Grand National Roadster Show opens in Pomona

POMONA, Calif. The /*L.A. Auto Show*/ it's not -- all the cars here are old, or sometimes new, but made to look old. It's the /*Grand National Roadster Show*/, which was held for decades in Oakland but moved south seven years ago to be near hot-rodding's birthplace.

"Sunny California. Home of racing. Home of the hot rod. Here close by the NHRA Museum and the drag strip where Wally Parks started it all," said Roadster Show spokesman John Buck.

The show takes up several buildings, and front and center are the contenders for the America's most beautiful roadster award, a gigantic sculpture that makes the Stanley Cup look like a Little League participation trophy.

So what does it take to build one of these show stoppers? Time, and money, and time.

"Thousands of hours, lots of man hours put into this car, not only by myself but all of my friends in my car club," said Russ Freund, builder of the "Takeout T."

There's rich hot rod history here. One entire building is filled with significant machines of the past, cars that many of us remember, if only from magazine articles or model kits. "Grooviness" transcends time.

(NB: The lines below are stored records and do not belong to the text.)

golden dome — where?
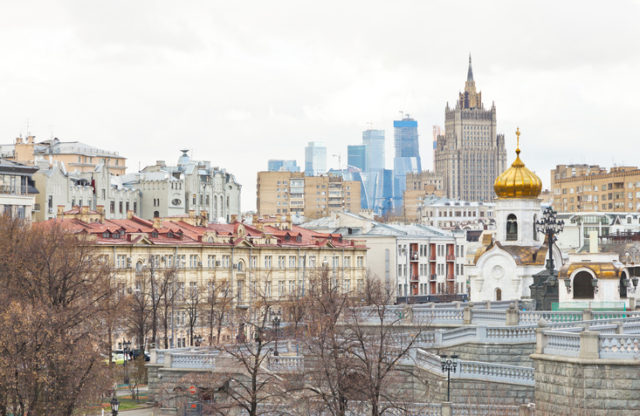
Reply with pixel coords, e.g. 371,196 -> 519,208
493,129 -> 542,198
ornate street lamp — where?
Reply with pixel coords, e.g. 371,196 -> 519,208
536,207 -> 564,272
122,339 -> 131,384
110,393 -> 120,416
440,354 -> 458,402
271,311 -> 280,357
529,207 -> 571,310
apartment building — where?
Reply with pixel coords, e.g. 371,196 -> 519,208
0,135 -> 127,175
551,165 -> 640,212
43,207 -> 367,346
0,159 -> 38,221
420,197 -> 495,230
256,171 -> 360,218
302,212 -> 467,302
403,170 -> 444,222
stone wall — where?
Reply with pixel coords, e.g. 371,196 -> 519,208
424,343 -> 536,367
393,367 -> 534,405
532,354 -> 640,416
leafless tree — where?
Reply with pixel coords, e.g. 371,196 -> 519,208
201,274 -> 233,345
183,285 -> 202,346
0,216 -> 111,416
158,266 -> 178,348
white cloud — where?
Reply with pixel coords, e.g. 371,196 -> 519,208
0,0 -> 640,208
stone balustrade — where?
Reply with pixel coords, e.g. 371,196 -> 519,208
415,349 -> 534,386
598,334 -> 640,360
170,353 -> 216,369
267,355 -> 304,373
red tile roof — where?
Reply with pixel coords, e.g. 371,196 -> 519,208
38,216 -> 365,248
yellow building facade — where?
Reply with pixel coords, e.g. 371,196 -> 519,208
50,207 -> 367,346
551,165 -> 640,212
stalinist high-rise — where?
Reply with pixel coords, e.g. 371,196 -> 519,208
434,56 -> 507,201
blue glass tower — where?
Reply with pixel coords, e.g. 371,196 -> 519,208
347,144 -> 367,172
393,115 -> 422,210
268,159 -> 300,172
362,129 -> 384,172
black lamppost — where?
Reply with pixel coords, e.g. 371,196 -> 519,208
271,311 -> 280,357
122,339 -> 131,384
529,207 -> 567,310
536,207 -> 564,272
110,393 -> 120,416
440,354 -> 458,402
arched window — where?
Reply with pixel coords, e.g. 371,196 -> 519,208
507,214 -> 518,241
619,272 -> 628,299
573,271 -> 593,299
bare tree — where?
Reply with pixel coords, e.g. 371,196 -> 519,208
183,284 -> 202,346
158,266 -> 178,349
209,282 -> 284,416
201,274 -> 233,345
300,267 -> 354,416
0,216 -> 111,416
344,278 -> 427,416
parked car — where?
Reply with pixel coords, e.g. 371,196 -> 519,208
131,349 -> 151,361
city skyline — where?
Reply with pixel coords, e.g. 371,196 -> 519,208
0,1 -> 640,210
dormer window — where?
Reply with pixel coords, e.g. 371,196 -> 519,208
507,214 -> 518,241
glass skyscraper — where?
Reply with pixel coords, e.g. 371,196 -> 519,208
268,159 -> 300,172
347,144 -> 367,172
304,142 -> 327,176
362,129 -> 384,172
393,114 -> 422,210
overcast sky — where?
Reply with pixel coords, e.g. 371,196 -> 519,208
0,0 -> 640,210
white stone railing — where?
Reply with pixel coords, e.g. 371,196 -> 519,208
170,353 -> 216,369
456,361 -> 535,386
488,325 -> 536,344
437,326 -> 478,345
415,349 -> 534,386
543,331 -> 580,357
451,403 -> 521,416
592,311 -> 640,320
598,334 -> 640,359
519,311 -> 582,325
471,309 -> 506,325
267,355 -> 304,373
412,308 -> 463,325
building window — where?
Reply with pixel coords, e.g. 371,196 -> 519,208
507,214 -> 518,241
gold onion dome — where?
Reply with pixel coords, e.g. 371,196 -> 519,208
493,129 -> 542,198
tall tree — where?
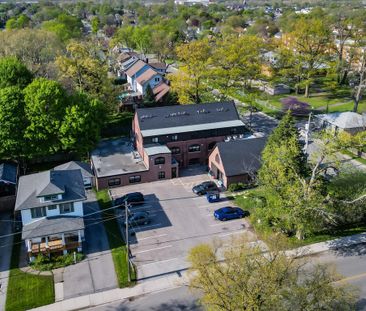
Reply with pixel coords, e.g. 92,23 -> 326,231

Most of the cars at the Roadster Show are so shiny you almost have to wear sunglasses to look at them, but there's an exception in Building 10, affectionately called the "Suede Palace." Most of the cars there are un-shiny on purpose. They represent the not-so-fancy rides that real-life versions of "American Graffiti" characters might have driven. No money for paint, just dull primer. And younger trendsetters of today have discovered them.

"I got in this in the early 1980s with groups like the Stray Cats and the rockabilly whole thing, there was a revival. Now there's kind of like a second revival, if you will," said Alex Idzardi.

The Suede Palace is also about the accessories and costumes too.

But it's not all fun and games. How about 'rodders with big hearts? Master pin-striper Von Hot Rod will hand-paint stripes on anything you bring to his booth to raise money for the childhood disease Progeria.

The Grand National Roadster Show is open through Sunday at the /*Pomona Fairplex*/, 1101 W. McKinley Ave. in Pomona.